Affaire Lyhanna : les premières sanctions
Publié : 7h36 par Alicia Méchin
Dans l'affaire Lyhanna, les premières sanctions commencent à tomber. Un rapport préliminaire évoque de nombreux dysfonctionnements et des défaillances graves.
Gérald Darmanin a annoncé l'ouverture d'une procédure disciplinaire visant un substitut du parquet d'Auch. Du côté de la gendarmerie, le directeur d'enquête et un commandant de compagnie ont été mutés vers des postes sans exercice de la police judiciaire.
Face à ce type d'annonce, on serait tenté de se poser une question : pourquoi ces responsables ne sont-ils pas simplement révoqués ? Contrairement à une entreprise privée, l'État ne raisonne pas seulement en termes de personnes. Il raisonne aussi en termes de fonctions et de pouvoirs exercés en son nom.
Dans le privé, lorsqu'un salarié commet une faute grave, la question centrale est souvent de savoir s'il peut rester dans l'entreprise. Dans la justice ou les forces de l'ordre, la question est différente : peut-on encore lui confier le pouvoir d'enquêter, de diriger une enquête ou de prendre certaines décisions judiciaires ?
Cette distinction explique pourquoi les premières sanctions consistent fréquemment à retirer certaines responsabilités avant d'envisager une exclusion définitive. Dans l'affaire Lyhanna, les deux responsables de gendarmerie n'ont pas quitté l'institution. En revanche, ils ont perdu la possibilité d'exercer des fonctions de police judiciaire. Ce n'est pas un détail : c'est précisément le pouvoir dont l'exercice est aujourd'hui remis en cause.

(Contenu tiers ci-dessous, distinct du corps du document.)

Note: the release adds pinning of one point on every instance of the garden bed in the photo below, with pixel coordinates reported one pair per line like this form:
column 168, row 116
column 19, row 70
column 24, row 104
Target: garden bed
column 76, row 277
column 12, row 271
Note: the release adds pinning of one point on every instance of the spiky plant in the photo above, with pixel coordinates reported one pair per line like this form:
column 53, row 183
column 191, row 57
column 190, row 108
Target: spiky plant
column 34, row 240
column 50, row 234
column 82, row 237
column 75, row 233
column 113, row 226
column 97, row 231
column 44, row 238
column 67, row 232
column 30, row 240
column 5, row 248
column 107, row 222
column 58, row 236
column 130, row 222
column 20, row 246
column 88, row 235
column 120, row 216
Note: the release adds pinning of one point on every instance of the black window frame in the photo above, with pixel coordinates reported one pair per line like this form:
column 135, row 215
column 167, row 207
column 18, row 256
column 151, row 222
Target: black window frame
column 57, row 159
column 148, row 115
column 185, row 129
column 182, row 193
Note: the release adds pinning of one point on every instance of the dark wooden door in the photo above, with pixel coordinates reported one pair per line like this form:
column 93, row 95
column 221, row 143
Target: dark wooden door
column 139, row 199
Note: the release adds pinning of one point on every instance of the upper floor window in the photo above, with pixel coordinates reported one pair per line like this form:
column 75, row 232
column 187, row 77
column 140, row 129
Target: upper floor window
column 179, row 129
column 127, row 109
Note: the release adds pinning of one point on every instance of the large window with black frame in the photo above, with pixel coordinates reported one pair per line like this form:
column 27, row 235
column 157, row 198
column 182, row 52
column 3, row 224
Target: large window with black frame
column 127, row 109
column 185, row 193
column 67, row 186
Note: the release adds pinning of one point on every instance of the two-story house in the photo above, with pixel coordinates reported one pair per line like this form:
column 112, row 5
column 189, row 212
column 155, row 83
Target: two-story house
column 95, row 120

Pour les magistrats, cette logique est encore renforcée par un autre principe fondamental : l'indépendance de la justice. Si un ministre pouvait révoquer un magistrat à chaque affaire médiatisée ou à chaque décision controversée, les juges risqueraient de rendre leurs décisions sous la pression de l'opinion publique plutôt qu'au regard du droit. C'est pourquoi leur statut prévoit des garanties disciplinaires particulièrement protectrices.
Au fond, l'enjeu dépasse les carrières individuelles. Le droit disciplinaire public ne cherche pas seulement à sanctionner une faute. Il cherche aussi à préserver la confiance dans les pouvoirs exercés au nom de l'État.